Vision-Language Models (VLMs) have shown remarkable performance on diverse visual and linguistic tasks, yet they remain fundamentally limited in their understanding of 3D spatial structures. We propose Geometric Distillation, a lightweight, annotation-free fine-tuning framework that injects human-inspired geometric cues into pretrained VLMs without modifying their architecture. By distilling (1) sparse correspondences, (2) relative depth relations, and (3) dense cost volumes from off-the-shelf 3D foundation models (e.g., MASt3R, VGGT), our method shapes representations to be geometry-aware while remaining compatible with natural image-text inputs. Through extensive evaluations on 3D vision-language reasoning and 3D perception benchmarks, our method consistently outperforms prior approaches, achieving improved 3D spatial reasoning with significantly lower computational cost.
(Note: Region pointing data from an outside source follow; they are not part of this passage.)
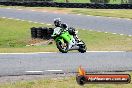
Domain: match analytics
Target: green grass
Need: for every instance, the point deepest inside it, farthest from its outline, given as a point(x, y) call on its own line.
point(15, 35)
point(122, 13)
point(74, 1)
point(119, 13)
point(61, 82)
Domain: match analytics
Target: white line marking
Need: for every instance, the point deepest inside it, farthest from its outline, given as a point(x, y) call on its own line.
point(104, 51)
point(48, 24)
point(23, 20)
point(4, 17)
point(34, 71)
point(114, 33)
point(121, 34)
point(90, 30)
point(18, 19)
point(98, 31)
point(19, 9)
point(30, 21)
point(44, 11)
point(8, 8)
point(106, 32)
point(28, 53)
point(33, 10)
point(54, 70)
point(78, 14)
point(41, 23)
point(55, 12)
point(36, 22)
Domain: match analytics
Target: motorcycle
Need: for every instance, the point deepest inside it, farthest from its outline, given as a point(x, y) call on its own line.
point(66, 41)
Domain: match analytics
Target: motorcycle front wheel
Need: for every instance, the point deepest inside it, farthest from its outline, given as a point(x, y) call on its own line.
point(63, 47)
point(82, 48)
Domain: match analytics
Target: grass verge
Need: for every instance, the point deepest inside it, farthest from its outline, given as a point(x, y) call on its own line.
point(15, 35)
point(60, 82)
point(119, 13)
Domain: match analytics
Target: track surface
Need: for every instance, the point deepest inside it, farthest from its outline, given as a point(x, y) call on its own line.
point(114, 25)
point(19, 64)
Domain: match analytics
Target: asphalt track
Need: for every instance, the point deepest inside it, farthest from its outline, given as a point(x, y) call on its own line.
point(49, 63)
point(45, 63)
point(105, 24)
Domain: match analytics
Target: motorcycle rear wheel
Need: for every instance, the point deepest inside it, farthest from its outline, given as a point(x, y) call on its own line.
point(62, 47)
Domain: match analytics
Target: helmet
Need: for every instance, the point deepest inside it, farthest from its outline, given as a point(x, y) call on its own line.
point(64, 26)
point(57, 22)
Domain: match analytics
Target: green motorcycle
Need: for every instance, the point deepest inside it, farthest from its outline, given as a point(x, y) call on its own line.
point(66, 41)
Our work demonstrates a scalable and efficient path to bridge 2D-trained VLMs with 3D understanding, opening up wider use in spatially grounded multimodal tasks.

Paper Structure

This paper contains 36 sections, 10 equations, 8 figures, 9 tables.

Figures (8)

  • Figure 1: Geometric Distillation enhances 3D spatial reasoning in vision-language models. By distilling geometric cues such as correspondences, relative depth, and cost alignment from 3D foundation models, our method improves 3D visual understanding and enables accurate reasoning in tasks like answering which object is closer.
  • Figure 2: Geometric cues and PCA visualization of feature transformation through geometric distillation.
  • Figure 3: Overview of Geometric Distillation Architecture. A 3D foundation model extracts geometric cues including (1) sparse correspondences, (2) depth maps, and (3) dense cost volumes from multi-view inputs. These cues supervise a frozen CLIP image encoder with a lightweight adapter (LoRA) via three loss branches: $\mathcal{L}_\text{match}$, $\mathcal{L}_\text{depth}$, and $\mathcal{L}_\text{cost}$. The distillation enables the VLM to acquire 3D spatial awareness without explicit 3D annotations.
  • Figure 4: Visualization of cost volume. (a) Anchor view with query location (yellow box). Cost volume heatmaps from (b) the teacher (MASt3R), (c) the vanilla CLIP, and (d) after geometric distillation. The proposed method better captures localized geometric similarity, closely aligning with the teacher’s output.
  • Figure 5: Semantic Transfer. (a) Source image with annotated keypoints. Transfer results using (b) MEF you2024multiview_ME and (c) our approach. Our method produces more accurate and spatially consistent transfers.